La calcolatrice Omni, progettata dal sociologo Mateusz Mucha, ti dice quanto tempo stai spendendo sui social e traduce quelle ore in attività che avresti potuto svolgere: per esempio, quanti libri avresti potuto leggere...

Quante volte, a fine giornata, ci siamo trovati a ripercorrere mentalmente tutte le cose che avremmo dovuto fare e ci siamo resi conto di non aver concluso nemmeno la metà di quello che ci eravamo prefissati?
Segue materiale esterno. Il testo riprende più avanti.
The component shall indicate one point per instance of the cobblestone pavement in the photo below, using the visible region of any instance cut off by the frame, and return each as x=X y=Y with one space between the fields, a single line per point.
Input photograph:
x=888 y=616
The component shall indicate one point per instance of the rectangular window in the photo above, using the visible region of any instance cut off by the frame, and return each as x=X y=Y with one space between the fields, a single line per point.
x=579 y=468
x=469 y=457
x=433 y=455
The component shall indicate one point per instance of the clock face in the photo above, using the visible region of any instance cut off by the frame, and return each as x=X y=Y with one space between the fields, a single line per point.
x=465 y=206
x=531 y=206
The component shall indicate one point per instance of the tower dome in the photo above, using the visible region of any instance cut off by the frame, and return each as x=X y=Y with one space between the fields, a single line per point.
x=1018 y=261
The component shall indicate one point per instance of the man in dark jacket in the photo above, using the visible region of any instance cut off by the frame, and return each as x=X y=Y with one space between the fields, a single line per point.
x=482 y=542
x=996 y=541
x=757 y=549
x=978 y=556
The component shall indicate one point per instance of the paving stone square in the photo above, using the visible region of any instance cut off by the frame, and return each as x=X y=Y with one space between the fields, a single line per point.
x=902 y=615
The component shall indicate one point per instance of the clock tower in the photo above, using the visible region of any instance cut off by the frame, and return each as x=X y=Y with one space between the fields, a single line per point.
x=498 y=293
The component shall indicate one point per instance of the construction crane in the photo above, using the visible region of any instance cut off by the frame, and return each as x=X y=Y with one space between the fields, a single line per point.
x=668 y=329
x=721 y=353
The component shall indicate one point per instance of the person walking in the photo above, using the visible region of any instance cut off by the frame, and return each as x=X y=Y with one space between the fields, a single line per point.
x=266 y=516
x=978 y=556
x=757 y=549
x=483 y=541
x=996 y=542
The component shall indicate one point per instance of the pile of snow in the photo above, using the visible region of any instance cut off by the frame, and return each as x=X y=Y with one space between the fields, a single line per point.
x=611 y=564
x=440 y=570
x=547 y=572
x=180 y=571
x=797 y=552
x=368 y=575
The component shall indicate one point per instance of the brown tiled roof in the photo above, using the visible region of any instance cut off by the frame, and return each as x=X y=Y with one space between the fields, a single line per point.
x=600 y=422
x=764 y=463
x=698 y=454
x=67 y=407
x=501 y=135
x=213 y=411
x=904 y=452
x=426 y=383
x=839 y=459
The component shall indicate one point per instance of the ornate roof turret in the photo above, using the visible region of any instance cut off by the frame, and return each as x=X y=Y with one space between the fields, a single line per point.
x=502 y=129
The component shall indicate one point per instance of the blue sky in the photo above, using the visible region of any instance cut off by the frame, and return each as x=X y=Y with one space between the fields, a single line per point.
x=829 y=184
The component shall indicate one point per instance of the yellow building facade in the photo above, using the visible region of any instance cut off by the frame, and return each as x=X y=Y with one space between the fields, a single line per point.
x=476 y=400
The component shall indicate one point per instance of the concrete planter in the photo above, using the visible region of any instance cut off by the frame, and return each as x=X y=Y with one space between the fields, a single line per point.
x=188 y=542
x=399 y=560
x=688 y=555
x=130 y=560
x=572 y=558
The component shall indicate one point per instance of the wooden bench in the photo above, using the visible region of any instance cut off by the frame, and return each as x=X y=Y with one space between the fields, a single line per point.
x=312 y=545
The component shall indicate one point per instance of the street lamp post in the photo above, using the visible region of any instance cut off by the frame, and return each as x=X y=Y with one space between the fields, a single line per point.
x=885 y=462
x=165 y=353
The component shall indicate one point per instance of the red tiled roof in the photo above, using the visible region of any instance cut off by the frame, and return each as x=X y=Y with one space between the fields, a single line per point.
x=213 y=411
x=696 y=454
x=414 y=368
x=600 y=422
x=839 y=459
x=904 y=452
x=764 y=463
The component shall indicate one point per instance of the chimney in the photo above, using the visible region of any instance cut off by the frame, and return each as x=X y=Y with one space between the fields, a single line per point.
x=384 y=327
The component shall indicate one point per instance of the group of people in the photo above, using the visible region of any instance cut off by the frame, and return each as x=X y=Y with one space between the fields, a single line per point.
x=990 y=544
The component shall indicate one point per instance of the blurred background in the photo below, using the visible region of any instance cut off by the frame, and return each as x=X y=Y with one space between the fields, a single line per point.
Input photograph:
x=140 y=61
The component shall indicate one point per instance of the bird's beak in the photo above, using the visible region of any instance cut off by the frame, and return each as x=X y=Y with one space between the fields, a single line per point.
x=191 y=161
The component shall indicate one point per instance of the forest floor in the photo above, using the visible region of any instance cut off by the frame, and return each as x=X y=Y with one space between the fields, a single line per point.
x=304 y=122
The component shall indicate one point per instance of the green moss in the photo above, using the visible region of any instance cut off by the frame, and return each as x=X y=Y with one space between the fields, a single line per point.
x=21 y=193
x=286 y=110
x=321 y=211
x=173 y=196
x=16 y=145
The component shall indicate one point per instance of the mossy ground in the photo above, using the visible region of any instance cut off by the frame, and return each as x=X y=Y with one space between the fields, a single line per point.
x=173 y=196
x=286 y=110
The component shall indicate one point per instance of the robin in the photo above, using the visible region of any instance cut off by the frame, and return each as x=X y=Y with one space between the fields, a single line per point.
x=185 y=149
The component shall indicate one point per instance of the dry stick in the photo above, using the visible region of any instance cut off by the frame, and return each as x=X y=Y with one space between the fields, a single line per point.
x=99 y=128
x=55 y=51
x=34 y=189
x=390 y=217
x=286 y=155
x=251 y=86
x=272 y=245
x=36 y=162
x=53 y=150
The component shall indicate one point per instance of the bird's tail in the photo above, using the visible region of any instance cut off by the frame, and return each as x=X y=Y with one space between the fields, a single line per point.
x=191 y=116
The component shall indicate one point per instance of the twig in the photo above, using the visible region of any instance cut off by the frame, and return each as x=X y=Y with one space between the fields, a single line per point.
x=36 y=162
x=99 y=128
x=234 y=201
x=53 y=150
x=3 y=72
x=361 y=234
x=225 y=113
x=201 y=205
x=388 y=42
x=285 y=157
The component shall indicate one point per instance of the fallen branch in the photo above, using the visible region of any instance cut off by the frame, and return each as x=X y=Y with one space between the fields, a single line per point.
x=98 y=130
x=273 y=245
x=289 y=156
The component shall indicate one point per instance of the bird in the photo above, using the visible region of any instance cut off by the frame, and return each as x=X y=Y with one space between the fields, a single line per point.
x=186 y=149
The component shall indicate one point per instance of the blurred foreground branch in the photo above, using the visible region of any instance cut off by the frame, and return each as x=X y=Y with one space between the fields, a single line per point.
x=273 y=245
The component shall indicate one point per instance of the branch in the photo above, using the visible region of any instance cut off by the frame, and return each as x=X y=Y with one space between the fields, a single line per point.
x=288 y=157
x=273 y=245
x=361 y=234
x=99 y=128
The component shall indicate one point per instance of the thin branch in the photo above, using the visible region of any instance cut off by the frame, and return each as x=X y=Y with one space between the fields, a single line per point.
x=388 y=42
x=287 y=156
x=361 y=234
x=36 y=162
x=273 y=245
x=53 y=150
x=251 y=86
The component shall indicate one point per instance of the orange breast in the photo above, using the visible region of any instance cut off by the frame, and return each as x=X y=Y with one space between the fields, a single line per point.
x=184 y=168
Chissà, forse, se avessimo passato meno tempo sui social, avremmo potuto portare a termine più impegni. Sicuramente è difficile rimanere indifferenti di fronte alla chiamata delle notifiche che, in un modo o nell’altro, ci “costringono” a prendere in mano lo smartphone e a dare un’occhiata a quello che sta succedendo, ma chi potrebbe dire di preciso quanto trascorriamo a scrollare il feed di Instagram o la home di Facebook? E quante cose potremmo fare se non dedicassimo tante preziose ore sui social?

Adesso sembra che sia stato inventato un modo per dare risposta a queste domande. Come si legge su Bustlela calcolatrice Omni, progettata dal sociologo Mateusz Mucha, è uno strumento che vuole dimostrare quanto Internet stia assorbendo gran parte delle nostre vite.

Ma come funziona di preciso? È necessario inserire il numero di visite giornaliere sui social e la durata media di ogni visita. La calcolatrice ti dirà quanto tempo stai spendendo davanti al tuo smartphone e tradurrà quelle ore in attività alternative che avresti potuto svolgere: quante stagioni di Friends avresti potuto vedere, quanta energia avresti potuto bruciare durante un allenamento, perfino quante volte avresti potuto ascoltare Despacito, ma, soprattutto, quanti libri avresti potuto leggere.

Sembra che anche solo una piccola modifica alle nostre abitudini quotidiane – per esempio, controllare i social ogni ora ma solo per cinque minuti, anziché dieci – potrebbe fare una grande differenza. E così, finalmente, potremmo riuscire a trovare il tempo per leggere tutti quei libri che stazionano da anni nella nostra libreria, senza mai essere stati aperti.

Insomma, l’unico modo per verificare, è fare una prova.